L’Entreprise-providence
Le financement du modèle social français par l’entreprise est à bout
Cela craque de partout: financement des retraites, indemnisation du chômage, assurance maladie. Les trois piliers du modèle social français, si lourdement endettés, ne survivent qu’a coup d’emprunts et ne sont plus financés. Ni finançable à un horizon prévisible, mettant en évidence des besoins de ressources croissants pour indemniser un chômage structurel, des dépenses de maladies liées au vieillissement de la population, et celle des retraites liées à une équation démographique défavorable. Or ce sont les entreprises – précisément, le travail en voie de révolution – qui ont la charge de cette protection sociale. Devant ces défis, cette dernière mérite d’une part un partage beaucoup plus strict entre ce qui relève de solidarités essentielles et d’une logique assurantielle, mais surtout elle a besoin d’une assiette de ressources autrement plus vaste pour les financer, celle des revenus et de la consommation. Gigantesque chantier qui devra vaincre bien des préjugés idéologiques et freins conservateurs.
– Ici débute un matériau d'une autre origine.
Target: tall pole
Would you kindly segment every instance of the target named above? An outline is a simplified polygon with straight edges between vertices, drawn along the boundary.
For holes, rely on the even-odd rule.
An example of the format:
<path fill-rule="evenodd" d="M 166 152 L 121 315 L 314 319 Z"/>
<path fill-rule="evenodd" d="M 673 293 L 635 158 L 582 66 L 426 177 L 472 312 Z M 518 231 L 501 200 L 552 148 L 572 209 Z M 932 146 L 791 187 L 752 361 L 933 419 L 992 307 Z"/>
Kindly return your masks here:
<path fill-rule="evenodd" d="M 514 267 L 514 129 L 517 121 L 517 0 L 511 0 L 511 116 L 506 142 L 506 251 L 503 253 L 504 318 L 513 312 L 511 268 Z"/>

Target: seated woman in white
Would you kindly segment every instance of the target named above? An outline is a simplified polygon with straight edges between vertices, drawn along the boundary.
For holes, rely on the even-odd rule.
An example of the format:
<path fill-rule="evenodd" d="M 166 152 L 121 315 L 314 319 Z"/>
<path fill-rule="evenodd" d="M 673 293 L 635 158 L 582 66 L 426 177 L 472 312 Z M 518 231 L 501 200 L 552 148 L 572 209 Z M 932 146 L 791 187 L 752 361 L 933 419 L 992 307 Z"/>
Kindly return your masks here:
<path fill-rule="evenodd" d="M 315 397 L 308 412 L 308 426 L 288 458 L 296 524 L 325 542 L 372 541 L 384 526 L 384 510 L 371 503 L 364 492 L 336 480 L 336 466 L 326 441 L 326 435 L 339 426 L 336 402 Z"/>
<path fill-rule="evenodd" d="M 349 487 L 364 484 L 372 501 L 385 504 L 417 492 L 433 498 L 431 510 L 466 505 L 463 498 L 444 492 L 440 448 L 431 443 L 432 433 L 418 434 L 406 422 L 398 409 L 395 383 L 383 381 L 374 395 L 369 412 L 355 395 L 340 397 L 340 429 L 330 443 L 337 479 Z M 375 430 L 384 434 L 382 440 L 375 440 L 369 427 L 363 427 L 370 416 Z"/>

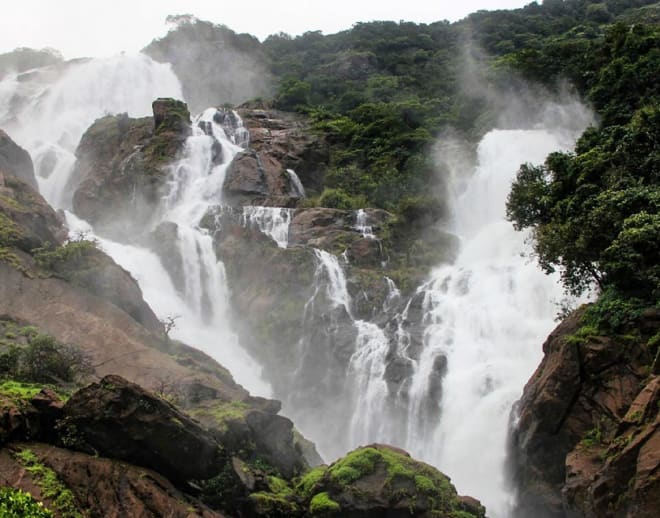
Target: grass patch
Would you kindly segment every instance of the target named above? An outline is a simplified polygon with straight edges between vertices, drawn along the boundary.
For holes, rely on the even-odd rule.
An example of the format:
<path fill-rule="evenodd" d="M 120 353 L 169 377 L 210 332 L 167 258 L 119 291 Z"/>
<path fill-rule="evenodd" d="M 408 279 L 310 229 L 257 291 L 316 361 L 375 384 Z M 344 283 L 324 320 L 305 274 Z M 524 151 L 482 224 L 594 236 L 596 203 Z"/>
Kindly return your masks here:
<path fill-rule="evenodd" d="M 78 511 L 73 493 L 48 466 L 44 465 L 36 454 L 23 449 L 15 454 L 16 459 L 32 475 L 44 498 L 53 501 L 53 507 L 62 518 L 83 518 Z"/>

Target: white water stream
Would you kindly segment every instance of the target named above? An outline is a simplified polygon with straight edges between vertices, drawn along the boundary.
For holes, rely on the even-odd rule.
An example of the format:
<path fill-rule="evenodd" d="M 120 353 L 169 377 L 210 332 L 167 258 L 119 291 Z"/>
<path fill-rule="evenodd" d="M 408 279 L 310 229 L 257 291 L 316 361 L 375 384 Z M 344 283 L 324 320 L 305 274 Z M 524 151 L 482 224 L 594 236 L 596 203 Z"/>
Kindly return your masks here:
<path fill-rule="evenodd" d="M 163 96 L 181 98 L 180 85 L 168 66 L 146 56 L 71 63 L 40 69 L 21 81 L 9 77 L 0 82 L 0 125 L 30 151 L 42 194 L 55 207 L 66 209 L 73 153 L 84 130 L 107 113 L 148 115 L 151 102 Z M 177 224 L 183 292 L 177 292 L 153 252 L 98 239 L 138 280 L 160 318 L 180 317 L 174 337 L 214 356 L 251 392 L 269 395 L 260 367 L 231 331 L 224 267 L 215 256 L 211 236 L 198 227 L 207 209 L 220 202 L 227 165 L 246 144 L 240 118 L 234 114 L 233 130 L 227 135 L 215 113 L 207 110 L 196 121 L 205 123 L 206 133 L 194 124 L 182 160 L 172 167 L 160 214 L 160 221 Z M 460 255 L 455 264 L 436 269 L 418 290 L 424 298 L 423 346 L 418 355 L 409 351 L 411 339 L 404 325 L 410 302 L 394 319 L 396 329 L 389 336 L 374 323 L 354 320 L 341 264 L 327 252 L 315 251 L 315 294 L 322 287 L 330 305 L 345 308 L 357 329 L 347 373 L 352 396 L 337 405 L 348 414 L 342 416 L 347 429 L 341 444 L 336 434 L 324 434 L 328 423 L 317 423 L 308 432 L 322 452 L 343 454 L 376 441 L 397 444 L 448 473 L 461 493 L 479 497 L 491 517 L 508 515 L 511 496 L 504 483 L 504 455 L 509 411 L 540 360 L 561 290 L 556 279 L 524 256 L 524 235 L 504 220 L 504 202 L 519 164 L 539 163 L 551 151 L 570 148 L 581 129 L 495 130 L 484 137 L 476 170 L 457 175 L 455 185 L 461 189 L 452 191 L 452 230 L 461 239 Z M 220 164 L 213 163 L 214 138 L 223 147 Z M 303 195 L 295 173 L 290 172 L 290 179 Z M 356 230 L 374 238 L 365 216 L 364 211 L 357 214 Z M 245 225 L 256 226 L 280 247 L 288 244 L 291 217 L 287 209 L 254 207 L 243 213 Z M 93 229 L 73 214 L 67 219 L 73 233 L 93 236 Z M 388 287 L 384 311 L 400 298 L 390 280 Z M 386 412 L 392 395 L 384 375 L 392 341 L 397 354 L 413 365 L 406 397 L 395 401 L 405 411 L 403 426 L 393 426 L 400 423 L 388 421 Z M 430 397 L 430 387 L 437 383 L 440 356 L 446 357 L 447 373 L 438 401 Z M 426 419 L 429 405 L 439 411 L 439 421 Z"/>
<path fill-rule="evenodd" d="M 151 115 L 158 97 L 182 98 L 181 86 L 169 65 L 145 55 L 121 55 L 48 67 L 0 83 L 0 125 L 30 152 L 39 188 L 55 208 L 68 209 L 67 185 L 75 163 L 75 148 L 84 131 L 97 118 L 128 112 Z M 171 167 L 170 189 L 163 200 L 160 221 L 177 224 L 183 259 L 185 292 L 175 289 L 158 256 L 129 243 L 94 234 L 93 228 L 67 212 L 73 236 L 83 233 L 97 239 L 102 249 L 138 281 L 156 315 L 175 318 L 171 336 L 216 358 L 253 394 L 268 396 L 270 386 L 261 378 L 260 366 L 240 347 L 228 316 L 224 266 L 218 261 L 213 240 L 198 227 L 211 205 L 220 201 L 226 168 L 245 144 L 247 131 L 240 118 L 231 135 L 214 120 L 215 109 L 201 114 L 193 124 L 182 159 Z M 205 134 L 198 123 L 212 133 Z M 222 163 L 213 164 L 213 140 L 222 145 Z M 238 143 L 238 144 L 237 144 Z"/>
Depuis pplus de deux décennies, l’État-Providence,quasip ment failli, prodigue ses généreuses prestations à crédit. Vivant largement au-dessus de ses moyens, il ne peut plus les financer, sinon par cette dette à la charge des générations futures qui enfle, enfle… Curieuse conceptionp de la solidarité entre générations. À rebours. La belle mécanique d’assurance mutuelle entre les citoyens est plus que grippée, elle menace d’imploser. En effet, les trois piliers du modèle social français – indemnisation du chômage, assurance maladie, pensions de retraite – sont en déficit structurels – et le financement de ces dépenses non maîtrisées qui partent à la dérive ne survit qu’à coup d’emprunts et de structure de defaisance. Dix milliards de dette pour les régimes de retraite en 2019, 26 milliards pour l’Unedic cette année et 16 pour l’assurance maladie.
La protection sociale n’est plus finançable
Plus grave, si l’on extrapole leurs évolutions respectives pour les années à venir, on s’aperçoit qu’elles ne seront non seulement plus financées mais plus finançables, bref insoutenables, sauf révision déchirante de leurs mécanismes fondamentaux. Pour une simple raison : toutes ces prestations sont financées par le travail, plus particulièrement par les entreprises, dont on verra plus loin les singulières remises en cause qui devraient en rétrécir le périmètre. Sous perfusion massive, le modèle social français, qui se caractérise par un montant record – la dépense sociale publique représente le tiers du PIB – est donc en voie d’implosion.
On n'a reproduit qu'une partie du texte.